La sécurité sociale est, ou du moins était, non pas une mutuelle, mais un ensemble de mutuelles.

C’est très clair dans l’ordonnance 45/10 du 04/10/1945 qui a créé la sécurité sociale: « Les caisses primaires de sécurité sociale sont constituées et fonctionnent conformément aux prescriptions de la loi du 1er avril 1898 sur les sociétés de secours mutuels sous réserve des dispositions de la présente ordonnance et des textes pris pour son application ».
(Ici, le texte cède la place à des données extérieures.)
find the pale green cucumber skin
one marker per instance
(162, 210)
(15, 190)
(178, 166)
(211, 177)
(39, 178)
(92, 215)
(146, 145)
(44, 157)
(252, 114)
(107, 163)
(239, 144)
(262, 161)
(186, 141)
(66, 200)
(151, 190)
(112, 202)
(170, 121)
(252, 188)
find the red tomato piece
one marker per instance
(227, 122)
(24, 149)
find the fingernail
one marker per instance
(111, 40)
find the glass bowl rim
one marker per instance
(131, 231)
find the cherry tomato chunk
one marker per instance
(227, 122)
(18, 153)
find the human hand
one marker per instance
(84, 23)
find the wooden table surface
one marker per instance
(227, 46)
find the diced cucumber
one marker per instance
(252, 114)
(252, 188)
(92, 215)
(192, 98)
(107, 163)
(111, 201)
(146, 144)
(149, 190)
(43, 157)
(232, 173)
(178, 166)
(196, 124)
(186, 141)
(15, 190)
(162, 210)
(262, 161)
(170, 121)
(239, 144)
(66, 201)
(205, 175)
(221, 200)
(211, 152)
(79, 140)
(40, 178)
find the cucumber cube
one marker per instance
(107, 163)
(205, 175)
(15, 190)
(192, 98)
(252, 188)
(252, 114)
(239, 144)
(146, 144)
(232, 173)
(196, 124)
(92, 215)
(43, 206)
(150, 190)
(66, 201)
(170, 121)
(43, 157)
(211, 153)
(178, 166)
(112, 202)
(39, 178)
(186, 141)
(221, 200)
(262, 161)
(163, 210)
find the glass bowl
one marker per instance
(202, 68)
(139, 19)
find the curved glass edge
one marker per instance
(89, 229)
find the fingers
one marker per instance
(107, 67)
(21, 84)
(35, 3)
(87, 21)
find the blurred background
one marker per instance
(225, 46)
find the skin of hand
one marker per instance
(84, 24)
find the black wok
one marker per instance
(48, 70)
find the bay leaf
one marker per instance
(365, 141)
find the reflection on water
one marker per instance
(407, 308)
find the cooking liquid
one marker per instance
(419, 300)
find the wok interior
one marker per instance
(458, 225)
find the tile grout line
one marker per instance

Cela figurait également dans le code de la sécurité sociale jusqu’en 2005: « Les caisses primaires et régionales d’assurance maladie, la caisse régionale d’assurance vieillesse des travailleurs salariés de Strasbourg et les caisses d’allocations familiales sont constituées et fonctionnent conformément aux prescriptions du code de la mutualité, sous réserve des dispositions du présent code et des textes pris pour son application. »
En tant que mutuelles soumises au code de la mutualité, et conformément à l’ordonnance 2001-350 du 19 avril 2001, elles devaient donc s’inscrire au registre de la mutualité avant le 31/12/2002, faute de quoi elles étaient dissoutes et devaient « cesser toute activité qui n’est pas nécessaire à leur liquidation ».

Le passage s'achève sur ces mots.